Jawaban Hikmatul Masya’iyyah (Peripatetik)
Kaum filosof Masya’iyyah,
seperti Ibn Sina, punya pendapat lain, walaupun sama-sama menganggap tinggi
logika Yunani. Tuhan itu ada dan Sifat-Sifat-Nya juga ada. Hanya saja keberadaan
Dzat Tuhan berbeda dengan keberadaan Sifat-Sifat Tuhan. Dzat atau substansi,
Keberadaan atau eksistensi Tuhan bersifat primer, sedangkan yang keberadaan
Sifat-Sifat Tuhan, termasuk esensi-Nya bersifat sekunder. Tak terbayangkan yang
kedua tanpa yang pertama. Sebaliknya tidak demikian. Jadi, Eksistensi Ilahi
mendahului Esensi-Nya. Dalam bahasa ilmu Kalam, Dzat mendahului Sifat. Dzat dan
Sifat, sama-sama merupakan realitas yang nyata. Begitulah pandangan mazhab
Peripatetisme Islam atau Hikmatul Masya’iyyah yang ditegakkan para pendirinya
dengan menggunakan nalar rasional terhadap konsep-konsep intelektual. Berbeda
dengan ontologi Kalam yang hanya memahami dua realitas, Yang Mutlak dan yang
Nisbi, para filosof mengakui adanya perjenjangan diskrit antara keduanya
seperti kaum Neo-Platonis.
Jawaban Hikmatul Wahdatiyah
Akan tetapi para ahli sufi
aliran wujudiyah, misalnya Ibn Arabi, yang berlawanan dengan pandangan para
filosof. Katanya, wujud itu hanya satu, yaitu Tuhan. Benda-benda lain tak punya
wujud apa lagi sifat-sifatnya. Sedangkan Sifat-Sifat Tuhan yang mereka sebut
a’yan tsabitah (realitas-realitas tetap) itu adalah bentuk-bentuk dalam
pengetahuan-Nya. Sebenarnya, a’yan tsabitah itu juga dikenal oleh para
pemikir lainnya di kalangan muslim dan non-muslim. Kaum mutakalimun menyebutnya
ma’lumat (yang diketahui) dan kaum falasifah menyebutnya sebagai mahiyyat
(quidditas, ke-apa-an atau esensi). Aristoteles menyebutnya morphe
(bentuk-bentuk) dan gurunya, Plato, menyebutnya eidos (ide-ide). Bagi Ibn
Arabi, apa yang kita hadapi sebagai benda-benda fisik itu tak lain dari
bayangan realitas-realitas tetap itu. Inilah pandangan irfan Wahdatul Wujud
alias kesatuan Realitas. Dalam pandangan ini Wujud atau eksistensi mendahului
mahiyyat atau esensi. Para arifin ini mencurigai penggunakan rasio atau aql,
sebagai gantinya mereka menggunakan intuisi atau pengalaman batin mengenai
realitas sebagai sumber utama pengetahuannya. Di samping dari pengalaman mistik
mereka, mereka meyimpulkan adanya jenjang realitas dan kesadaran yang bersifat
diskrit.
Jawaban Hikamatul Isyraqiyah
Seorang sufi lainnya dari
Persia, Syihabuddin Suhrawardi yang juga seorang kritikus tajam filsafat Ibn
Sina, berusaha mengekspresikan pengalaman kesatuan mistiknya dalam pandangan
yang sama sekali lain. Katanya, wujud, alias eksistensi, hanya ada dalam
pikiran manusia. Yang benar-benar ada hanyalah esensi-esensi itu yang tak lain
dari pada bentuk-bentuk cahaya dari Maha Cahaya yang tak lain dari pada Tuhan.
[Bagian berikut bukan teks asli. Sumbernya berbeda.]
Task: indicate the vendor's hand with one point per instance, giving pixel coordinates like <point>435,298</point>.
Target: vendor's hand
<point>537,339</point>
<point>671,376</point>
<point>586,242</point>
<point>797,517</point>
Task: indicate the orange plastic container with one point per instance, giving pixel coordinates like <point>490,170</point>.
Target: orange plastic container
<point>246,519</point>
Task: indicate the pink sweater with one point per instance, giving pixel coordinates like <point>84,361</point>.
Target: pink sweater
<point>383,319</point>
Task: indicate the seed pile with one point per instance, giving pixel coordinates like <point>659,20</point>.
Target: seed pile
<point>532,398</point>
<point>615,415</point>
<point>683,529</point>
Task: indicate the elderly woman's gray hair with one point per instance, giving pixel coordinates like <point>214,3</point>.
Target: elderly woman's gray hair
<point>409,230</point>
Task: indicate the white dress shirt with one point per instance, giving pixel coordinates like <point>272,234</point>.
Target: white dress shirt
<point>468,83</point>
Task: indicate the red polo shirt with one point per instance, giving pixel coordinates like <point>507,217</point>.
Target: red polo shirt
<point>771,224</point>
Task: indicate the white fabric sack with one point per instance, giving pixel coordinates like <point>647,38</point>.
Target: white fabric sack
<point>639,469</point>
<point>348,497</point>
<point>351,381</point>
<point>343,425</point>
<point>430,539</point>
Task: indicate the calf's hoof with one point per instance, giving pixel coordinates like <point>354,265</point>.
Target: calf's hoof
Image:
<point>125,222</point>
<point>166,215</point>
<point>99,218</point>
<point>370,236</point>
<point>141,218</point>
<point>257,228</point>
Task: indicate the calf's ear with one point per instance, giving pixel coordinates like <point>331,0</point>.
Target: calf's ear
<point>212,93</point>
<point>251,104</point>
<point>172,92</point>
Cahaya itu Satu dan benda-benda yang banyak lagi berbeda-beda itu hanyalah
gradasi intensitasnya atau kebenderangannya. Dalam pandangan metafisika cahaya
Persia ini, wujud bersifat sekunder, dan sifat-sifat atau esensi bersifat
primer. Dalam bahasa filosofis, ini berarti esensi lebih fundamental atau
mendahului, secara logis, eksistensi. Inilah pandangan filsafat iluminasionisme
alias Hikmatul Isyraqi. Suhrawardi, pendiri mazhab Isyraqiyah, mengambil
kesimpulannya melalui suatu penelitian filosofis yang menggabungkan metode
intuitif mistikus dengan metode rasional filosofis sebagai pelengkapnya.
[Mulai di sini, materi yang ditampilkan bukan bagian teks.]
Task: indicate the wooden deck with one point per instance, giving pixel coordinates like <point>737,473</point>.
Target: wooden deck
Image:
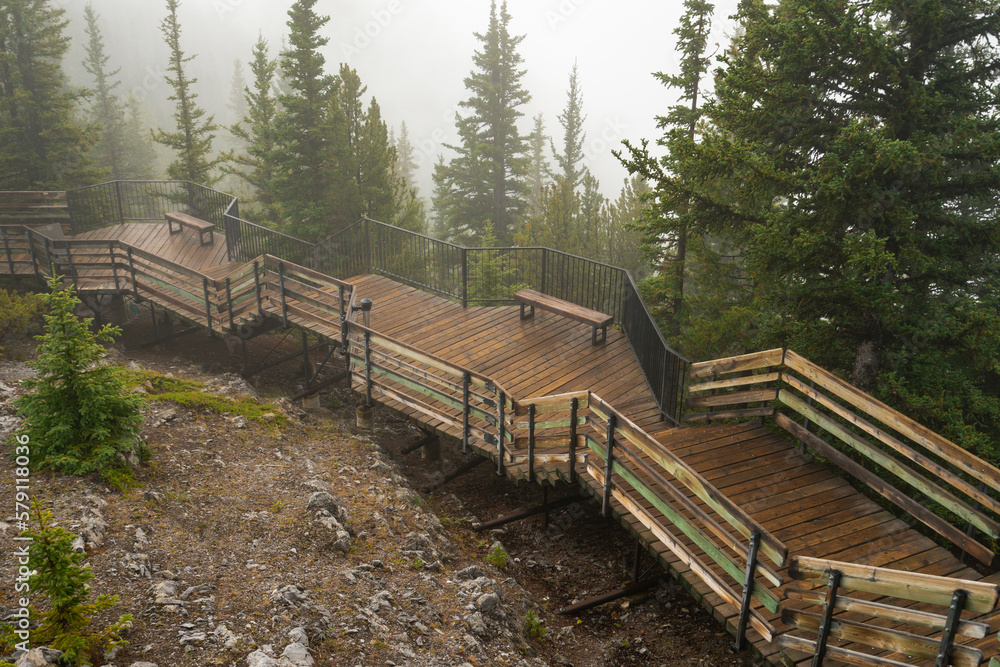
<point>806,505</point>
Jawaban Sintesa: Hikmatul Muta’aliyah
Pandangan Suhrawardi itu
menjadi dominan di kalangan filsuf Persia di masa kejayaan Daulah Shafawiyah di
Iran yang kemudian dikenal sebagai mazhab Isfahan. Begitulah Mula Sadra
diajarkan oleh gurunya: Mir Damad. Akan tetapi dia juga sangat mengagumi
pandangan Ibn Arabi yang menakjubkan itu. Oleh karena itu dia membalik ajaran
Isyraqiyah dengan mengambil pandangan Ibnu Arabi tentang prioritas eksistensi
atau wujud terhadap esensi atau mahiyah, namun dia menolak pandangan Ibn Arabi
tentang ketunggalan wujud. Bagi Mulla Sadra benda-benda sekitar kita di alam
bukanlah tanpa eksistensi atau ilusi, namun juga ada seperti adanya Tuhan.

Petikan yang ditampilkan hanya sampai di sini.